Self-supervised learning improves robustness of deep learning lung tumor segmentation to CT imaging differences
Jue Jiang, Aneesh Rangnekar, Harini Veeraraghavan
TL;DR
This study investigates how wild-pretraining versus self-pretraining affects robustness in CT-based lung tumor segmentation across ViT, Swin, and CNN architectures. It finds that wild-pretraining, particularly with the Swin Transformer, yields superior robustness to imaging differences (contrast, kernel, slice thickness) and improves segmentation accuracy, while the SMIT pretext task combination (MIP+ITD+MPD) most consistently enhances performance. The work connects improved accuracy to distinct feature reuse patterns revealed by $CKA$, showing wild-pretraining increases lower-layer reuse and creates greater differentiation near output layers after fine-tuning.
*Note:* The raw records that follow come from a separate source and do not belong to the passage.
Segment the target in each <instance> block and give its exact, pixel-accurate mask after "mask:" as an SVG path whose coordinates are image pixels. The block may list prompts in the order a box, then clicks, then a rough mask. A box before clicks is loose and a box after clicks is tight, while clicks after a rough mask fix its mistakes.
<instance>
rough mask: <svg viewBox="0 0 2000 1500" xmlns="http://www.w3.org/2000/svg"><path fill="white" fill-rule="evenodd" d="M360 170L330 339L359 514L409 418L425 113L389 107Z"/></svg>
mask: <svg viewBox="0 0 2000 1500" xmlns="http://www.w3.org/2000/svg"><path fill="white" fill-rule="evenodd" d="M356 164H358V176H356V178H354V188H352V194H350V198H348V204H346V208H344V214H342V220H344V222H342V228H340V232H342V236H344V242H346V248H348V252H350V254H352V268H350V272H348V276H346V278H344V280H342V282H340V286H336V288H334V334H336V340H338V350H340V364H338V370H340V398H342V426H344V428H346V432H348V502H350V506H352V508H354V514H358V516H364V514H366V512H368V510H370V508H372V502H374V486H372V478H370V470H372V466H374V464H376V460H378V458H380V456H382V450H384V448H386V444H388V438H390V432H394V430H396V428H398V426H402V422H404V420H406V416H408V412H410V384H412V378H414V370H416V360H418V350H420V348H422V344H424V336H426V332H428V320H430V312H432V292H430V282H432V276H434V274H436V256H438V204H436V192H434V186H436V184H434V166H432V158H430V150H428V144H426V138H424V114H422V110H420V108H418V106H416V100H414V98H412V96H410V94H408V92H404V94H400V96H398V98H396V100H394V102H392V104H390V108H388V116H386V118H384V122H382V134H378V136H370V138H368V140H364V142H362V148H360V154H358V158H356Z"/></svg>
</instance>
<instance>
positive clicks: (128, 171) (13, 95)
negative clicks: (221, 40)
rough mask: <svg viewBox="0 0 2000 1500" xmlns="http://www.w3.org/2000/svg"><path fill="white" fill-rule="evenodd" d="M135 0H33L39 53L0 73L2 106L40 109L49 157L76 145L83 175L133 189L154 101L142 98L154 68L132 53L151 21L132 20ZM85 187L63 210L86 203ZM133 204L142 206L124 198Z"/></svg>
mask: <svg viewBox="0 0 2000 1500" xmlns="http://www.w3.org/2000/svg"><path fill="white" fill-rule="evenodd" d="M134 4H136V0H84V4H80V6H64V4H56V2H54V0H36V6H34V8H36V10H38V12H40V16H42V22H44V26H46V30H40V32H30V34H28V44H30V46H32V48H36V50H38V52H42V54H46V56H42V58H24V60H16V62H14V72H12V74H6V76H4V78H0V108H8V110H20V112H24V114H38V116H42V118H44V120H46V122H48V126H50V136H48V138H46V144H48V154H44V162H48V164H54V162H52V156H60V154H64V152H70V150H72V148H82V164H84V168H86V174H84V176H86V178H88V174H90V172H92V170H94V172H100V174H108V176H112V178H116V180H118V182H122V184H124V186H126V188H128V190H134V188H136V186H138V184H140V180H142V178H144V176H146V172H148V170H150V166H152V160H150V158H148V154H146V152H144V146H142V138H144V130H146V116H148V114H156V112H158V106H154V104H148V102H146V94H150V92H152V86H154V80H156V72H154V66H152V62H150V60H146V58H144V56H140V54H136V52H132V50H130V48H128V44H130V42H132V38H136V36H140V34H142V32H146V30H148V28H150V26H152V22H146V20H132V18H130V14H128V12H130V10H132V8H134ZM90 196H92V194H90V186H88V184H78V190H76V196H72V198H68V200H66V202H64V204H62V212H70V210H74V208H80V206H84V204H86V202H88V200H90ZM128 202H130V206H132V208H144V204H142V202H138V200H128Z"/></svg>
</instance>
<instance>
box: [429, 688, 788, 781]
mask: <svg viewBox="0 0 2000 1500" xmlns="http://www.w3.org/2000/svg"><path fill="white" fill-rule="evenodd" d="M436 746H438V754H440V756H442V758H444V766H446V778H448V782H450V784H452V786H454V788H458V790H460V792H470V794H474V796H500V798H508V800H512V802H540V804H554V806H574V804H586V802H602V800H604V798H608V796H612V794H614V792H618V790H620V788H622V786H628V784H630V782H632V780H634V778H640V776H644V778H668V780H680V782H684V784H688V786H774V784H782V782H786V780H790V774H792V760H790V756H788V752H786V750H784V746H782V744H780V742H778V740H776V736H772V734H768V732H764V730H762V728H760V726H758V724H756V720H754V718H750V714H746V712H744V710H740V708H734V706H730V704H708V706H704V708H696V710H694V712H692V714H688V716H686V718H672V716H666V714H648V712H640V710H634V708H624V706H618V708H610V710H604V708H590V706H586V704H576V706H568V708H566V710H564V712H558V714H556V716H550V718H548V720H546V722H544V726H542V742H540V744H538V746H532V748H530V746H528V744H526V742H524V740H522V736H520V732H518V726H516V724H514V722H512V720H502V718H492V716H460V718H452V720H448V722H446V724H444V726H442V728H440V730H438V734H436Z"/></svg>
Overall, wild-pretrained Swin models offer the strongest generalization to heterogeneous CT data, with promising implications for cross-institutional clinical deployment of lung-tumor segmentation tools.
Abstract
Self-supervised learning (SSL) is an approach to extract useful feature representations from unlabeled data, and enable fine-tuning on downstream tasks with limited labeled examples. Self-pretraining is a SSL approach that uses the curated task dataset for both pretraining the networks and fine-tuning them. Availability of large, diverse, and uncurated public medical image sets provides the opportunity to apply SSL in the "wild" and potentially extract features robust to imaging variations. However, the benefit of wild- vs self-pretraining has not been studied for medical image analysis. In this paper, we compare robustness of wild versus self-pretrained transformer (vision transformer [ViT] and hierarchical shifted window [Swin]) models to computed tomography (CT) imaging differences for non-small cell lung cancer (NSCLC) segmentation. Wild-pretrained Swin models outperformed self-pretrained Swin for the various imaging acquisitions. ViT resulted in similar accuracy for both wild- and self-pretrained models. Masked image prediction pretext task that forces networks to learn the local structure resulted in higher accuracy compared to contrastive task that models global image information. Wild-pretrained models resulted in higher feature reuse at the lower level layers and feature differentiation close to output layer after fine-tuning. Hence, we conclude: Wild-pretrained networks were more robust to analyzed CT imaging differences for lung tumor segmentation than self-pretrained methods. Swin architecture benefited from such pretraining more than ViT.